It Takes 50 Minutes To Count To 3,000
We all have a moment that nudges us down the path toward fandom. This is my story of watching Robin Yount’s 3,000 hit with my dad on September 9, 1992.

Photo from onmilwaukee.com
3,000 is a big number. Especially when you’re a kid obsessed with baseball. I was 8 years old on a cool, unassuming late-summer evening. Dinner was finished, dishes were washed and put away. The local news on television turned to sports. The reporter, well, reported that there were still tickets available for the Brewers game that night.
We were sure that there wouldn’t be!
My father seized the opportunity, for, you see, this wasn’t any ordinary night. This night was destined to live on forever in Milwaukee, a city hungry for baseball legend.
My brother, three years younger and with belly full, had fallen asleep on the couch. My mom, deciding to stay home with him, brewed a thermos full of hot chocolate for my dad and me to share. We hustled out the door to the Milwaukee County Stadium ticket window.
Lower Grandstand Section 20. Row 32. Seats 23 and 24. $20.
(In retrospect, that was a fair amount of money for my dad to spare, raising a young family with my mom on a tight budget. He really wanted this to be special for me. Thanks, Dad!)

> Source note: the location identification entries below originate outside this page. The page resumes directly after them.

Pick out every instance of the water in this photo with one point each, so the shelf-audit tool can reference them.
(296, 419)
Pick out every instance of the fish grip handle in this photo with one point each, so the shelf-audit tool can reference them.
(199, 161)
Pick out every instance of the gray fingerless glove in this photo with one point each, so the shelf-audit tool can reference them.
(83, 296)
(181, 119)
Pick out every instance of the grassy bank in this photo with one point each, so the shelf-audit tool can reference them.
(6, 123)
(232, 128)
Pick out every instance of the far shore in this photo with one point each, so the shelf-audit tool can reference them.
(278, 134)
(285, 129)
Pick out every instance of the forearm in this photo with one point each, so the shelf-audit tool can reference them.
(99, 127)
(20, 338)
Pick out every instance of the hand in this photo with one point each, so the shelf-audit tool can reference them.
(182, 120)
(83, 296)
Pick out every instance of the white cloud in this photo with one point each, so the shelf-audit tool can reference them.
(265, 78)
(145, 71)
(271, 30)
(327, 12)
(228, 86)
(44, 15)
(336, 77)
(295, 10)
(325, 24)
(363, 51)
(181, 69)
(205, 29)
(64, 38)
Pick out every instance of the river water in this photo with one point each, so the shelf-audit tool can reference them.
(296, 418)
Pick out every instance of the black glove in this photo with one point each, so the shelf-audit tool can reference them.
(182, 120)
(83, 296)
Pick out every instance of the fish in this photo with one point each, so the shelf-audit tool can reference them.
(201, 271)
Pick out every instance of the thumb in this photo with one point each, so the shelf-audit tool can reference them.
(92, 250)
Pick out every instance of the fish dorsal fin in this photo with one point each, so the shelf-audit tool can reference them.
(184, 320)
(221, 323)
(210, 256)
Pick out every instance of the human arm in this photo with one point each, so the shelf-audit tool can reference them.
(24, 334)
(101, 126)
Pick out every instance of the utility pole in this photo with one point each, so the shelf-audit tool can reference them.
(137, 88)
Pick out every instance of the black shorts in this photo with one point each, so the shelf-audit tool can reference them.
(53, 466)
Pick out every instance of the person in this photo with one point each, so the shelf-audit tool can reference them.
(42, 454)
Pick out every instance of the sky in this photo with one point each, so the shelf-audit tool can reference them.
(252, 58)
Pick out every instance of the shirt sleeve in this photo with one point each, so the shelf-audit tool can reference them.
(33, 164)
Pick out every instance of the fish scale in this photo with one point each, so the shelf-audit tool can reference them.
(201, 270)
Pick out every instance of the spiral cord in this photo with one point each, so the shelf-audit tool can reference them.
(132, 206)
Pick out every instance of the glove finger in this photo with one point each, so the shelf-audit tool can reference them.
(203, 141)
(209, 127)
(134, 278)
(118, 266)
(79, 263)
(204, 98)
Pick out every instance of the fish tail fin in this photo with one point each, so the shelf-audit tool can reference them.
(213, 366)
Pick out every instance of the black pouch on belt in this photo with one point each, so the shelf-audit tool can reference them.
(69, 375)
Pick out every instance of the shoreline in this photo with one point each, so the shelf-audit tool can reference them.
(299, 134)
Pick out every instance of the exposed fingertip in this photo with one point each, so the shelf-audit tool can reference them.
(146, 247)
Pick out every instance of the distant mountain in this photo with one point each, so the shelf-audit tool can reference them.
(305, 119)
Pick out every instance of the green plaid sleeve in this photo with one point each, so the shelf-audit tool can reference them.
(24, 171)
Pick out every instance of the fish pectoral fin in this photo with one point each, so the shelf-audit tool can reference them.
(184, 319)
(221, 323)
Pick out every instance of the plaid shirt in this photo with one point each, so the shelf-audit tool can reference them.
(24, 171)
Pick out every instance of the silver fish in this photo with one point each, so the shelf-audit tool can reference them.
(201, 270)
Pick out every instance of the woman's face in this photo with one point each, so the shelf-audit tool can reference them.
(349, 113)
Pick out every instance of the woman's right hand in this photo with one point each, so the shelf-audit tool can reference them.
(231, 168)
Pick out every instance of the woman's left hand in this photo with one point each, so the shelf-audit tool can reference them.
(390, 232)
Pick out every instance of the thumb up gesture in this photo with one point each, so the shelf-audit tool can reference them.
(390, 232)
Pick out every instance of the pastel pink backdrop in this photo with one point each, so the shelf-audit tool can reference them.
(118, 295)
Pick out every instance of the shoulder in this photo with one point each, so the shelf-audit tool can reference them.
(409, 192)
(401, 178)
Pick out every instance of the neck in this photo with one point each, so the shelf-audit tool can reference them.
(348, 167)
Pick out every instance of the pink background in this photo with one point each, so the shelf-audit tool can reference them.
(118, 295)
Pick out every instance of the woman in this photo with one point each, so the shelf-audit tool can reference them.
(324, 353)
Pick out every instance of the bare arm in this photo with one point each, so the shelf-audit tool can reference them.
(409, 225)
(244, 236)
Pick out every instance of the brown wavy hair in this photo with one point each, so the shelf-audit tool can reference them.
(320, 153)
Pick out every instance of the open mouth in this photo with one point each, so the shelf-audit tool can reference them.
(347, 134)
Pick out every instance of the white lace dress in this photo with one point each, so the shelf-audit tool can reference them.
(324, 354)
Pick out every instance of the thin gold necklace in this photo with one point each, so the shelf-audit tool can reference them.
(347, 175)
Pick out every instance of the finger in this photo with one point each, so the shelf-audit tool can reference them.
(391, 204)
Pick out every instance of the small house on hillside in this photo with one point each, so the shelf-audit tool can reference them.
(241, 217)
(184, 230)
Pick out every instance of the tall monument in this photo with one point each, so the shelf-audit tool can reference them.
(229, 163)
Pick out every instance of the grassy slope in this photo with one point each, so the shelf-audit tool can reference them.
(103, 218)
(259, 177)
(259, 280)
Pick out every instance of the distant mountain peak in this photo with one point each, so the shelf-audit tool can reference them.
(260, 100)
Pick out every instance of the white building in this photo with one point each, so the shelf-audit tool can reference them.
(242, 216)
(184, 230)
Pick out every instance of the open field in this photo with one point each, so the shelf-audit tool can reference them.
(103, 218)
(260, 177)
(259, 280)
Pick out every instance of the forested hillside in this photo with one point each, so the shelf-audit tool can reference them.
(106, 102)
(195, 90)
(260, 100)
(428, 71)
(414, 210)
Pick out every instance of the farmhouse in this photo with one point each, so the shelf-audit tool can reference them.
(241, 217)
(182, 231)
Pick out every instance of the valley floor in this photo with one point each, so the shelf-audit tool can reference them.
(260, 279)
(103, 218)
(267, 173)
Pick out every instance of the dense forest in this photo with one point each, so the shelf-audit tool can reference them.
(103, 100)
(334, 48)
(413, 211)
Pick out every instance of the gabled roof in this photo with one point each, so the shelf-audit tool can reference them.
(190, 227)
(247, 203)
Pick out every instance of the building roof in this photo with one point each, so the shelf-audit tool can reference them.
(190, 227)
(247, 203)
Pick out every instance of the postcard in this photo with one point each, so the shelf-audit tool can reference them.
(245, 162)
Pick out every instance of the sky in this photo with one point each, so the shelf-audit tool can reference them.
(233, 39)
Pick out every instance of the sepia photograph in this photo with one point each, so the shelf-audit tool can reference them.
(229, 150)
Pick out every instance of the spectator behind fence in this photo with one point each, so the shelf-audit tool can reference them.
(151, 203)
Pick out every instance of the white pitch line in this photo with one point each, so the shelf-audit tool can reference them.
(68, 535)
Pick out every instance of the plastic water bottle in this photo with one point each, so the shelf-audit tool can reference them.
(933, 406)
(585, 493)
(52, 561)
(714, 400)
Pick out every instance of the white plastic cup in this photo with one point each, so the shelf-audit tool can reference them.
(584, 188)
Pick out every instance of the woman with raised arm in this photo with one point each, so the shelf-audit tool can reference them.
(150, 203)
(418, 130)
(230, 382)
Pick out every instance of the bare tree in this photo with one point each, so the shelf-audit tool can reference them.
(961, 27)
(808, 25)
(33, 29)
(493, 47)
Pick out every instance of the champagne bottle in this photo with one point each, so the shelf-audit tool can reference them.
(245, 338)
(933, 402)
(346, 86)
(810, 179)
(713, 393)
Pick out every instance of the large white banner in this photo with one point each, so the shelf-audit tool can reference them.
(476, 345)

Our seats were on the aisle in the very last row of the lower grandstand. Third base side. Not bad. The best seats I’d ever sat in thus far in my 8-year-old life. But, any time the ball was popped into the air, it disappeared from sight. The upper grandstand overhang was a bit of a nuisance, but who was I to complain? I had my dad, the Brewers, and a thermos of hot chocolate.
The game moved along quickly, but in about the 4th inning, a gentleman, walking up the aisle, paused by our side.
“Excuse me, are you two together?”
My dad and I looked at each other, “Yes, we are.”
“Oh, well, I just got invited to a box seat on the mezzanine and won’t be using these tickets. Would you like them?”
8th row behind home plate. My dad’s lucky number. This is when I learned about, and embodied, the expression “walking on air.”

Photo from @brewers Instagram account.
I’d never been surrounded by so much anticipation. Robin Yount stepped to the plate in the bottom of the 7th inning. The first pitch carried with it a massive contingent of flashing lights. Strike. Everyone held on to Robin’s swing. With the 0-1 pitch, he laced a single to right field, collecting his 3,000th career hit.
I still see him backpedaling after rounding first base, Paul Molitor holding out his hand to pull him in for a hug, and the entire team mobbing in celebration. There was a mob scene in the stands behind home plate as well. And I was a part of the legend.
We heard the entire city rejoicing. Robin was the hero we knew he was. He gave us something we never had. Every single one of his 3,000 hits came as a Brewer, and it felt as though each one was placed on the diamond accordingly for us. For Milwaukee. The fabric of his narrative intertwined with ours and a thread still endures. 23 years later. I carry this thread every time i go to the ballpark. I think of my dad, and I think of what else will be.